I have about 2000 documents from which I’m trying to pull metadata. Right now, the metadata is hardcoded as content at the top of the document.
Some givens:
Each page is generated with a <script>...</script> at the head, and I no longer need to capture data starting at the first instance of <p style=... so I can use those tags as “start” and “end” markers.
I don’t need tags, just the text, and I’d prefer a delimited text output, 9 columns, each column representing the data. (e.g., columns would be Desc, RefNum, Replaces, SpecCond, States, How, When, Owner, ChgDate and each line would represent a single document’s data–one line per HTML document).
I’m also trying to automate this as much as possible, so I’d like a tool that will crawl a path and its subdirectories looking for *.html and scraping the content.

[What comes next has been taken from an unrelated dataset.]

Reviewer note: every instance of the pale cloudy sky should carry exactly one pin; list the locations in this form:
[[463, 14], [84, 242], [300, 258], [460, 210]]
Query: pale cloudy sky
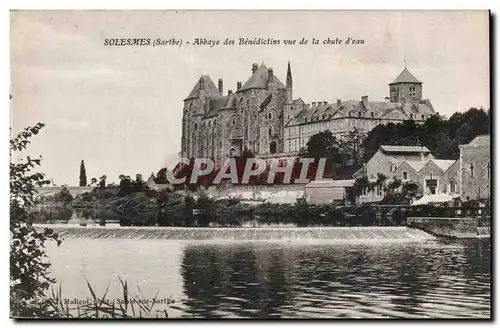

I’m not really sure where to start. Thoughts?
</script>
<!-- -->
<!-- BEGIN CAPTURE HERE -->
<!-- -->
<h1>Additional Deposit Warning</h1>
<p class="Plain_Text"><font style="font-family:'Arial';">Description: Additional Deposit</font></p>
<p class="Plain_Text"><font style="font-family:'Arial';">Reference Number: 897</font></p>
<p class="Plain_Text"><font style="font-family:'Arial';">Replaces Letter: CIBS 417</font></p>
<p class="Plain_Text"><font style="font-family:'Arial';">Special Conditions: NA</font></p>
<p class="Plain_Text"><font style="font-family:'Arial';">States Applicable: WI, MI</font></p>
<p class="Plain_Text"><font style="font-family:'Arial';">How Generated: User Selects In CSS</font></p>
<p class="Plain_Text"><font style="font-family:'Arial';">When Generated: Additional deposit may be needed</font></p>
<p class="Plain_Text"><font style="font-family:'Arial';">Owner: Credit - Deposits</font></p>
<p class="Plain_Text"><font style="font-family:'Arial';">Last change letter: March 27, 2003</font></p>
<!-- -->
<!-- END CAPTURE HERE -->
<!-- -->
<p style="margin-top:0;margin-bottom:0"> </p>
<p><font style="font-family:'Times New Roman'; font-size:12pt;">#Mdate</font></p>
<p><font style="font-family:'Times New Roman'; font-size:12pt;"><br />
I ended up using javascript. It took a few rewrites to account for anomalous data, but all in all it worked well.